Economists would, with great sincerity, change GDP projections from
3% to 3.25%, or the other way around.
This
required dedication to the belief that an economy was national. It
also required no knowledge of the magnificent speculative bubbles
and their consequent contractions that have been global
events--since the first one in 1720. There is no such thing as a
national economy.
After
ignoring so many budgets, our main conclusion is that all they do is
artfully obscure the agreed-upon rate of state theft.
"The
art of taxation consists in so plucking the goose as to get the most
feathers with the least hissing."
–
Jean-Baptiste Colbert, Finance minister, 1665-1685, to Louis XIV
Back
to the credit markets and if the sovereign problem was limited to
just one country no doubt the theory about the bailout of last
resort would work. But,
as we have been reviewing, all, repeat all, countries become
profligate at the same time. It has much to do with a mania in
credit.
We
don't recall reading that the senior central bank would be called
upon to be the lender of last resort to only one country failing,
let alone a cluster of them.
In
2007 the sub-prime mortgage disaster began and the establishment
boasted that it was "isolated" and could be
"contained". In following the post-bubble path (almost
typed bath) this was not the case as in 2008 liquidity from Libor at
the short-end to junk disappeared.
The
panic continued to a year ago when in late February a couple of
indicators reversed trend. One was the gold/silver ratio turning
down and our Gold/Commodities Index turning down. Then on February
27, Ross made the call on an important change in the currency
markets with the dollar heading down.
The
carry in corporate bonds, particularly for junk, has been
outstanding and prices reached an Upside Exhaustion in January. We
took this as culminating action and it was likely to occur in the
"turn-of-the-year" window. The low yield was set in the
week of January 12 and the chart has been working on an important
bottom for interest rates.
For
the high-yield the low was 8.53% on January 14 and the high has been
9.42% on February 12. As part of the rallies into March the yield
has slipped to 8.87% yesterday and the move is a test of the low.

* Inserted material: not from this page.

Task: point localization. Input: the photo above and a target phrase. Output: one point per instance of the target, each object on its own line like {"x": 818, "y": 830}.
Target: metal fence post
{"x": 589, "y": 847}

The unheralded return of risk to sovereign bonds will likely inhibit
the return of carefree buying to the corporate sector.
Most
corporate bonds are working on an important reversal that could be
completed by June.
As
with the constructive turn a year ago, our indicators should assist
in advising the turn down. Gold's real price and the silver/gold
ratio are still sympathetic to the advance in the positive stuff
that could run into late March.
Currencies:
As the saying goes "It is hard to keep a good
thing down". The Dollar Index rallied to our target of
80 and became overbought enough to prompt a worthwhile correction.
Instead, the overbought condition is being eased by a narrow trading
range. This along with the seismic temblors on orthodox economic
numbers and sovereign debt is providing some caution on conventional
investment vehicles.
However,
we hope that there is enough of a drop in the dollar to provide a
technical exit for stocks, corporate bonds and commodities.